Working with the community is essential for successful rapport and your own credibility. Identification of the resources and strengths such as presence of food banks, local farmer’s markets, service agencies, religious organizations, as well as the weaknesses or deficits can allow you to direct messages that can be accomplished. Emphasis on eating more fruits and vegetables and less red meat are meaningless if these are not readily available to your target audience.

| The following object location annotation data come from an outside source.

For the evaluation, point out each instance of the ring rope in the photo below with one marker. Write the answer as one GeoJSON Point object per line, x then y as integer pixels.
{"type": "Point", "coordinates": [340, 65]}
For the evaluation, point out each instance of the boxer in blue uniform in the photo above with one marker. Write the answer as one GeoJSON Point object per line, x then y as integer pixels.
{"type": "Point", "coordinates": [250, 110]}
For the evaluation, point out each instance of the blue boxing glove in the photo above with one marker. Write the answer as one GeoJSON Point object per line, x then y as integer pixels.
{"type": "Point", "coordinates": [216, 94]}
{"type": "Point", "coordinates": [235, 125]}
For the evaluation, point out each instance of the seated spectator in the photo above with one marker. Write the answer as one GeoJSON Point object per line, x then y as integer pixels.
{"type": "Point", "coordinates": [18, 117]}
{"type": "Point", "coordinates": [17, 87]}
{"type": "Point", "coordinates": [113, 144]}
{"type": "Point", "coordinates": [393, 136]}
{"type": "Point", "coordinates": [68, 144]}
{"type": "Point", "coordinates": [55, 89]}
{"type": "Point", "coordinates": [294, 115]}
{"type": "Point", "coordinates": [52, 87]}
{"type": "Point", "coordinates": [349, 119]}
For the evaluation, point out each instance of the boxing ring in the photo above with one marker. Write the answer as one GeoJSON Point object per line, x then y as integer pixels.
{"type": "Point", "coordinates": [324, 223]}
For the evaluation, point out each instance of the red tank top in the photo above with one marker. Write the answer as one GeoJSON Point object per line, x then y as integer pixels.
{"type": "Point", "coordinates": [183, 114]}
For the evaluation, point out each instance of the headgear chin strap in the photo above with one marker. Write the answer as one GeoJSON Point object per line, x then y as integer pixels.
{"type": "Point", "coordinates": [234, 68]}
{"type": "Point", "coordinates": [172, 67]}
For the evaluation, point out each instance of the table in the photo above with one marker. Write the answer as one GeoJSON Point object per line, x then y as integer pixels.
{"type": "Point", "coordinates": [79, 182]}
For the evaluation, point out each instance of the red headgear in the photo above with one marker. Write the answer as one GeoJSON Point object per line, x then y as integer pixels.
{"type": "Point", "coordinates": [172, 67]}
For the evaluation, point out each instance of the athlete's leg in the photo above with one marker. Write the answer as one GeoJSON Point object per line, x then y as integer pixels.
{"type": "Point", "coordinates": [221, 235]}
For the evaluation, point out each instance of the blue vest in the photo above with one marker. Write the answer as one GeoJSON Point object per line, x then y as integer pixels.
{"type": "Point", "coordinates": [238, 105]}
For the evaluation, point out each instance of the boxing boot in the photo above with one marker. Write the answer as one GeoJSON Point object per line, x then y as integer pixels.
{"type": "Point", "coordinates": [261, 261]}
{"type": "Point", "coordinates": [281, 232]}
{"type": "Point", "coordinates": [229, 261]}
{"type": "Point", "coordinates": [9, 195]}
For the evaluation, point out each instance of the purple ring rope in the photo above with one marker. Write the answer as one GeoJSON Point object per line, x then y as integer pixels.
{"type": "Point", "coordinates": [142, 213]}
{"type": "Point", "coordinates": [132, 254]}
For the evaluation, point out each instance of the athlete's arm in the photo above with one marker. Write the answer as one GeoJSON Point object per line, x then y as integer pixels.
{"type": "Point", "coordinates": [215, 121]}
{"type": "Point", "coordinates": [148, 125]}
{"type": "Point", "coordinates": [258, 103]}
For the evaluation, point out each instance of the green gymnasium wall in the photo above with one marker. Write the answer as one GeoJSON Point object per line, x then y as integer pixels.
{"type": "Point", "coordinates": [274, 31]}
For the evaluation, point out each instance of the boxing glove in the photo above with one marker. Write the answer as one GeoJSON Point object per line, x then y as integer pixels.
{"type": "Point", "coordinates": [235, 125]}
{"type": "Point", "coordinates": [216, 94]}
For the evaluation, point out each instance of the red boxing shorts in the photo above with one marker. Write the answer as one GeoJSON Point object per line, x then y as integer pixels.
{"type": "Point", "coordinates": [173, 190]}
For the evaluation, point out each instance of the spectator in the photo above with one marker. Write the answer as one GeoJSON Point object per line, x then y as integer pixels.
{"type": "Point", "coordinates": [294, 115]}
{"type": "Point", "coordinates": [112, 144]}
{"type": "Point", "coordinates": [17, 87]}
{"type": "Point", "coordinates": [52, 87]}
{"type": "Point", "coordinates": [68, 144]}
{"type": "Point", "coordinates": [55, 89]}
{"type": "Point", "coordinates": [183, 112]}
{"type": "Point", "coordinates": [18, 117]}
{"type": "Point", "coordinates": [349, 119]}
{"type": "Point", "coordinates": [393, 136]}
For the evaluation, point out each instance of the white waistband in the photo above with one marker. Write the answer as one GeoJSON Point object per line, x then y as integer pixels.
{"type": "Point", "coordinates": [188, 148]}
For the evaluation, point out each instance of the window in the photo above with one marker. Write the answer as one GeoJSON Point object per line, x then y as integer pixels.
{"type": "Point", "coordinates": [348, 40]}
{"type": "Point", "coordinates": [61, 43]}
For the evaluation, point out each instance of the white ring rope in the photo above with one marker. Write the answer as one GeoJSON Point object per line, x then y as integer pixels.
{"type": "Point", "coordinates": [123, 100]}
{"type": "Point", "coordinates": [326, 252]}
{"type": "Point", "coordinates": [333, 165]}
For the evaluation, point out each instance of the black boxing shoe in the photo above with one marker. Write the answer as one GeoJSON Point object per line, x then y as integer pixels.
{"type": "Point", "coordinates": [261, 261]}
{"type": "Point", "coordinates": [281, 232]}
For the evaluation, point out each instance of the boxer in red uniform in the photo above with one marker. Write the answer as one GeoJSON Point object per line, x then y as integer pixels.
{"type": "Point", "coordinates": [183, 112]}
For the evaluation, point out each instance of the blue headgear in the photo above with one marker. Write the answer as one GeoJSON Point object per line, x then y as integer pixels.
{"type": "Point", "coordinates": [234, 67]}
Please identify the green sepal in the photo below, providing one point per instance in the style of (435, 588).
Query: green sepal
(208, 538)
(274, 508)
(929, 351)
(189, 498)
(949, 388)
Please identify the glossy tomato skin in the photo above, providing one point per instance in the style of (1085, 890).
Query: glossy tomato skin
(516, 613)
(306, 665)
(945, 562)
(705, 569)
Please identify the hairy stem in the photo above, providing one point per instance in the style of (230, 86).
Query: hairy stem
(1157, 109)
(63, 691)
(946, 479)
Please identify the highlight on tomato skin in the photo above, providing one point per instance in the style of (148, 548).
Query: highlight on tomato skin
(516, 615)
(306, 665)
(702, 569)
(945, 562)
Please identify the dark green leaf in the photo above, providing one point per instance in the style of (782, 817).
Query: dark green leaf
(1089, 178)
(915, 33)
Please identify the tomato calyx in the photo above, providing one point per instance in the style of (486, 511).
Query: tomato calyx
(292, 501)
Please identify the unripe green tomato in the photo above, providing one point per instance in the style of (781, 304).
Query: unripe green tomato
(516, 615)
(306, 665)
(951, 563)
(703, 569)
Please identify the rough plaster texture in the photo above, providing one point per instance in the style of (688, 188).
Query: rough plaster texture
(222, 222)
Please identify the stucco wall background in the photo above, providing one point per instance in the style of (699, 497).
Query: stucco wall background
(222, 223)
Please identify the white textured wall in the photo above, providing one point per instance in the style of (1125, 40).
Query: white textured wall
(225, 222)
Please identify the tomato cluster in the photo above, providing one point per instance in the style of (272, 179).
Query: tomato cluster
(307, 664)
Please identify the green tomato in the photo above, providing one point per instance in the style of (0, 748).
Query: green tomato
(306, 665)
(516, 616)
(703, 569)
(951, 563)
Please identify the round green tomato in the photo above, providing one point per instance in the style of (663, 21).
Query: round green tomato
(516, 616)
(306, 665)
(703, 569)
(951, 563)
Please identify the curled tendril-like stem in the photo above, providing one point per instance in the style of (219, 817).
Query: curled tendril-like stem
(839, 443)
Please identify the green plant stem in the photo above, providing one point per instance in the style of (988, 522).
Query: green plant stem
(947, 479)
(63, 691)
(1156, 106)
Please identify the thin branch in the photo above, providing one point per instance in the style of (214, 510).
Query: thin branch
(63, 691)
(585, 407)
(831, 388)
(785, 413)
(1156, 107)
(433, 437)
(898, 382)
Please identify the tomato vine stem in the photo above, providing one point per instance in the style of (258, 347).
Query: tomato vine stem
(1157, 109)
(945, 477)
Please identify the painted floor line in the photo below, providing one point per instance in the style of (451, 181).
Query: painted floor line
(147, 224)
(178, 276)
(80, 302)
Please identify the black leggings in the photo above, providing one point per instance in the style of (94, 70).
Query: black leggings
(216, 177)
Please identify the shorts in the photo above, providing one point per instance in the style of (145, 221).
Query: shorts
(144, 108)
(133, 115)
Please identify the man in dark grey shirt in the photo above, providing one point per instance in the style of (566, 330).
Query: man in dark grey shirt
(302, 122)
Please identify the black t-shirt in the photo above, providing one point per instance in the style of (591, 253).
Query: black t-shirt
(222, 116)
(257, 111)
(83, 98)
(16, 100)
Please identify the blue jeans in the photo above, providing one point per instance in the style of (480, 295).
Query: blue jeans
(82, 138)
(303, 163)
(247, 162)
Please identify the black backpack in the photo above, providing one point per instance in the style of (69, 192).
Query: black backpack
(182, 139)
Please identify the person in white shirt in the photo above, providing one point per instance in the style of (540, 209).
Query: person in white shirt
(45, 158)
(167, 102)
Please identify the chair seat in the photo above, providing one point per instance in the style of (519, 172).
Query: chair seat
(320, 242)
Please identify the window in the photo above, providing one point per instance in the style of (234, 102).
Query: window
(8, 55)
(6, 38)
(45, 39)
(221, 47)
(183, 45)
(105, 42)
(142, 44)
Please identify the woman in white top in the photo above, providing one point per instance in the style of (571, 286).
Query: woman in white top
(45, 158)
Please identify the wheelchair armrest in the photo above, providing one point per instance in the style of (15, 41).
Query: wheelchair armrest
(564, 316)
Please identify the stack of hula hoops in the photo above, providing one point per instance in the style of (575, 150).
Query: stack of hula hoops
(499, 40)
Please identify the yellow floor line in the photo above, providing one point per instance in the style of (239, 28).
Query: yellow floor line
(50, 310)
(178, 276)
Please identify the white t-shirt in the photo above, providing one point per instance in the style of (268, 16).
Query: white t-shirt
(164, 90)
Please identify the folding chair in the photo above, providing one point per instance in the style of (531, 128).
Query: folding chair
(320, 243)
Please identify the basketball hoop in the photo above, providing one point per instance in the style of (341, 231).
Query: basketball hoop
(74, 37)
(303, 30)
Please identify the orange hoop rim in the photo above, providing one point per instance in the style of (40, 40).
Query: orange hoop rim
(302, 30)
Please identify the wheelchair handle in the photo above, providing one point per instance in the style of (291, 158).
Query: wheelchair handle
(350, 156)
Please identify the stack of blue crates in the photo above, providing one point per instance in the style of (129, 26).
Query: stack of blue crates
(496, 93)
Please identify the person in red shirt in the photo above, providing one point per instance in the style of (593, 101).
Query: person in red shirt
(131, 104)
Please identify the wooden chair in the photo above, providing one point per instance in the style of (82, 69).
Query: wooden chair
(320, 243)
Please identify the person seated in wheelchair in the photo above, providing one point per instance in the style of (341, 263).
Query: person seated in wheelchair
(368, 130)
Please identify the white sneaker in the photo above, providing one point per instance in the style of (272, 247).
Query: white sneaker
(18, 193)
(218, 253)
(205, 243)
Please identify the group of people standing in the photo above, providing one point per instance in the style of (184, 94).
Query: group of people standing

Most importantly, remember to have respect for cultural practices and encourage people to retain healthy traditional food practices. Helping people find modifications that decrease saturated fat, total fat, and salt or increase the level of fiber can be done when we work together to preserve the spirit and meaning of traditional foods. In a recent focus group with African American women in Phoenix, one participant summed up the dilemma aptly:
“…a lot of times I mean ground turkey tastes good, but everyone don’t know that. Especially in our culture …see that’s considered white folks food, you know it is. So if they see that … there is other alternatives and there is other things that you can do…[they might change], you know. I mean black folks aren’t gonna go buy some tofu, we’re just not gonna go buy that kind of stuff, there is a few but we don’t usually do that….”
In summary, despite years of clinical trials and scientific evidence to reduce the burden of CVD, many people in the US do not comply with the dietary and lifestyle recommendations still. Working within people’s belief systems and their current lifestyles by making manageable and willing changes can be more effective than large-scale changes that are unsustainable. Culturally tailoring messages is one effective way to reduce CVD risk and improve health.
Acknowledgments
This paper was originally presented at the Building Healthy Lifestyles Conference, Arizona State University, Mesa AZ on February 28–29, 2008.